Aug 01, 2008 08:31AM
- comments
Today makes a full week since Maddie left and it has definitely been a week I don't wish to relive.I can't even put into words the emotional rollercoaster I've been on.I do know that I need to get a grip because I can't live with this depression and stress any longer.The last few days I have so much anger I can't even stand to be around myself,let alone anyone else.I find myself lashing out at people who are just trying to help.People tell me they can't believe this happened and did I call this person or tell that person and I just want to scream at them and tell them YES,YES I've called.They don't call back or they tell me there is nothing they can do to help me or they tell me they don't know how this happened either.I find myself just trying to escape to my room to avoid the phone ringing or the people who stop by. My husband gets to get up everyday and go to work all day long,and although he is hurting too and I know that,at the end of the day he asks 'did you find anything out today?'.If I did doesn't he think I would let him know?Does he even realize I spend my whole day consumed with trying to find something out?
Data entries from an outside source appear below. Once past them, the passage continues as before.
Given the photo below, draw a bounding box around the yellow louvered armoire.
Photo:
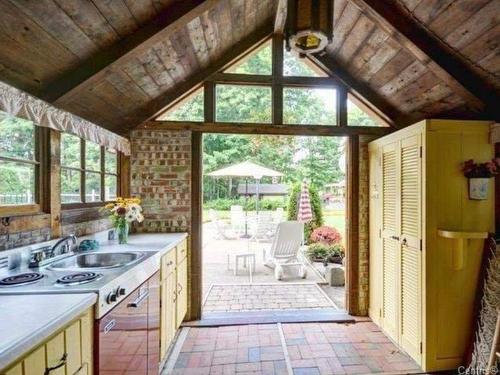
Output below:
[369,120,494,371]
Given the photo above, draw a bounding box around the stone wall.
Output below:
[130,129,191,232]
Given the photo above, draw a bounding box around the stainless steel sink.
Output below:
[50,252,144,269]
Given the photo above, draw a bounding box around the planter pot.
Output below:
[328,255,343,264]
[469,178,490,200]
[115,222,130,245]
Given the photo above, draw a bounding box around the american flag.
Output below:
[297,181,313,223]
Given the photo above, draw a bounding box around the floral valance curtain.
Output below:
[0,82,130,155]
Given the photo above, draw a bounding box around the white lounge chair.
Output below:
[264,221,307,280]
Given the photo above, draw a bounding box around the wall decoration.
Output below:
[462,158,500,200]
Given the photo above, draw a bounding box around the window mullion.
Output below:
[80,139,86,203]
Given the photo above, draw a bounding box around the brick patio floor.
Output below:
[166,322,421,375]
[203,283,335,312]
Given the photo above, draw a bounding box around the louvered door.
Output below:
[399,135,422,359]
[380,143,399,340]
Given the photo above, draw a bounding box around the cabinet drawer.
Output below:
[177,240,187,264]
[161,249,176,280]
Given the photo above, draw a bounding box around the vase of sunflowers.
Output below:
[104,197,144,244]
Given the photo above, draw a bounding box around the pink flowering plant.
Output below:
[307,225,345,264]
[311,225,342,245]
[462,158,500,178]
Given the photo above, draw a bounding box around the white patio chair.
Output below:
[264,221,307,280]
[208,208,233,240]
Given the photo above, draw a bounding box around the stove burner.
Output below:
[0,272,43,286]
[57,272,102,285]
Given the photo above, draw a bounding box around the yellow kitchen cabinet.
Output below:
[176,258,187,328]
[1,309,93,375]
[369,120,494,371]
[160,240,187,360]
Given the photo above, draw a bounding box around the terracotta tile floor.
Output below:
[203,283,336,312]
[163,322,420,375]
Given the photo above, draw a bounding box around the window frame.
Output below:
[0,122,41,216]
[59,137,121,210]
[213,82,275,125]
[281,84,341,127]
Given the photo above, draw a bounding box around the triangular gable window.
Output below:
[347,93,389,127]
[225,40,273,76]
[157,87,205,121]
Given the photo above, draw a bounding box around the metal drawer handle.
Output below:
[43,353,68,375]
[104,319,116,334]
[127,290,149,307]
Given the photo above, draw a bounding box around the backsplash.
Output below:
[130,130,191,232]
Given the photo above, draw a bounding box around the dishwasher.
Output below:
[94,272,160,375]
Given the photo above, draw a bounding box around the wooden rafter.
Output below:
[353,0,499,116]
[137,23,273,129]
[308,54,401,127]
[139,121,391,136]
[40,0,218,104]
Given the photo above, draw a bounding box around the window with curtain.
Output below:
[0,111,40,206]
[61,133,119,204]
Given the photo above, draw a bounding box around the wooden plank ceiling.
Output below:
[0,0,500,134]
[312,0,500,124]
[0,0,275,134]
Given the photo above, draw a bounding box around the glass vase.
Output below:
[116,222,130,245]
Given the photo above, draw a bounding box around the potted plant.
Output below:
[104,197,144,244]
[462,158,500,200]
[307,225,344,264]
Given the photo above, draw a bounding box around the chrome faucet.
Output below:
[51,234,77,255]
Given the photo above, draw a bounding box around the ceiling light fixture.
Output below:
[284,0,333,57]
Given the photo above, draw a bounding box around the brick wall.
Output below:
[130,130,191,232]
[358,137,371,315]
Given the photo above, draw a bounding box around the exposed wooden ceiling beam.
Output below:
[133,20,273,129]
[308,54,401,127]
[40,0,218,104]
[352,0,499,116]
[139,120,393,136]
[274,0,288,34]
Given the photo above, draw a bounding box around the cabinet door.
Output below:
[160,272,177,361]
[399,135,422,362]
[381,142,399,341]
[176,258,187,328]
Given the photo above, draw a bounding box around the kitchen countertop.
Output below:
[93,233,187,256]
[0,232,187,370]
[0,293,97,370]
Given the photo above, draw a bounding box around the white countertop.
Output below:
[0,293,97,370]
[0,233,187,370]
[94,233,187,255]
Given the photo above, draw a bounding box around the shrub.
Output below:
[311,225,342,245]
[287,183,323,241]
[307,242,344,261]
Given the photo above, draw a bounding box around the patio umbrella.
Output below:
[297,180,313,223]
[207,160,283,236]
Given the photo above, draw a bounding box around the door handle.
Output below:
[127,290,149,307]
[43,353,68,375]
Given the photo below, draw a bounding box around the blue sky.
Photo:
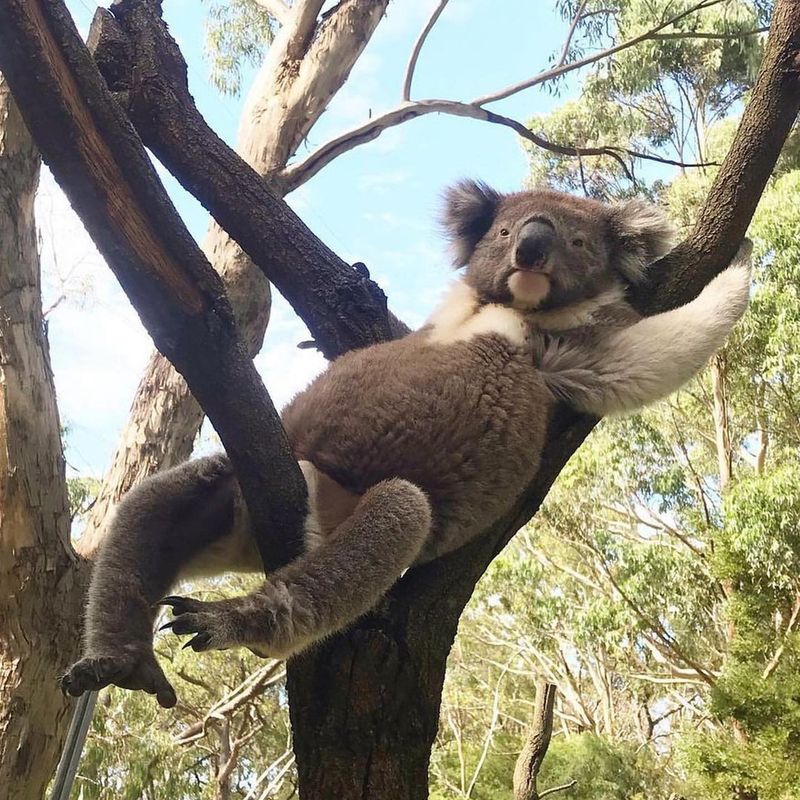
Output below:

I'm here all day.I notice how much different the house feels,I look at her toys and her clothes that just sit there now all day long.I listen to her sister ask countless time a day about where Maddie is and I tell our story at least 2-3 times a day to some idiot on the phone who is supposed to work for this wonderful system we have in place to protect children only to come away more fustrated and confused but mostly angry.I have to find a way to deal with this.Feeling like my head is going to explode every second of every day isn't helping anyone,not Maddie,not her sister,not my kids or my husband and it's certainly not helping me any.I continue to pray about it and I will continue to make the phone calls and hope that today will be the day that I get the right person on the phone who will give me the answers I need and not just brush me off.I had no idea this system was so messed up and I feel for all those who have walked before me.I need to find a way to make a difference so that all those who come behind me will not face so many obstacles,but most importantly so that the wants and needs of these children comes before those of these parents who have yet to prove themselves capable of caring for themselves let alone the children they have brought into this world.Needed to vent.